Frères et Amis,
Nous venons de renverser avec vous l'énorme colosse qui menaçait de nous écraser. Il en a coûté le sang de nos camarades et des vôtres; mais ne le regrettons pas puisqu'il nous a assuré une glorieuse victoire. Le nôtre est prêt à couler encore pour le soutien de la même cause, et malheur à ceux qui voudront la combattre. Nous avons fait mordre la poussière aux satellites du tyran suspendu; et nous ne craignons pas le réveil terrible qu'on semble nous annoncer. Un devoir sacré, un devoir religieux nous engage aujourd'hui à vous inviter de vous joindre à nous, non pour répandre des larmes, mais pour couvrir de fleurs l'urne sacrée qui contient les cendres des généreux guerriers qui ont péri dans le combat; veuillez donc vous trouver, dimanche à huit heures du matin, dans la cour des Jacobins d'où nous partirons pour nous rendre au lieu de la cérémonie. Les dames patriotes sont instamment priées de venir embellir la fête par leur présence, en habit blanc ceint d'un ruban aux trois couleurs et portant des guirlandes pour coiffure. Nous comptons aussi sur le talent des amateurs et musiciens de chaque section. Nous trouverons, les uns et les autres, la plus chère des récompenses dans les bénédictions de la Patrie.

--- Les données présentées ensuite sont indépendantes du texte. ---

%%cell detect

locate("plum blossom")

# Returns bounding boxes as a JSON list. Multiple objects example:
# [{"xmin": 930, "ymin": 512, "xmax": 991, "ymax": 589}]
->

Mazuel, président de l'Assemblée générale; Dubois-Lammartinie, président du Comité fédératif de subsistance; Loys, Pelletot père, Flaman, Sélégia, Lemierre, Bonnet, Dubois, Gosseret, commissaires; Tréhan, secrétaire.
[552] Cet arrêté, modifiant celui du 13 août cité précédemment (voyez ci-dessus, p. [184] et n. [544]), ne figure pas au procès-verbal de la séance édité par Berville et Barrière et qui est très écourté. Buchez et Roux ne donnent absolument rien pour cette séance. On trouvera un résumé de l'arrêté à la page 23 des Procès-verbaux de la Commune de Paris, édités par M. Tourneux d'après un manuscrit trouvé dans les papiers de Chaumette. Mais il existe plusieurs exemplaires manuscrits de l'extrait du registre des délibérations de la Commune adressé aux sections. En voici les cotes: Bib. nat., département des manuscrits, fonds français, nouvelle acquisition, carton 2691, folio 154.—Bib. de la Ville de Paris, fonds Charavay, vente de 1900, no 116.—Arch. de la Seine, VD*, tome III, pièce 123.—Arch. nat., F3 II Seine 50, liasse 2, pièce non numérotée. Voici le texte de ce document:
MUNICIPALITÉ DE PARIS
DÉPARTEMENT DE POLICE ET GARDE NATIONALE
Extrait du registre des délibérations du Conseil général des commissaires de la majorité des sections.
Du 14 août 1792, l'an 4e de la liberté et le 1er de l'égalité.
Le Conseil général arrête qu'aucun citoyen ne pourra, vu les circonstances périlleuses où nous nous trouvons, obtenir de passeport qu'après s'être présenté à l'Assemblée générale de sa section et y avoir subi une discussion et un sévère examen; excepte de ce cas les approvisionneurs des armées et de la capitale et les fonctionnaires publics; arrête en outre que le requérant passeport ne pourra emmener aucun domestique.
Cet arrêté étant de circonstance, pour ne laisser échapper aucun malveillant le Conseil arrête que le présent sera envoyé aux 48 sections pour y être publié.
Signé: Marie-Joseph Chénier, président. Boulanger, faisant les fonctions de secrétaire.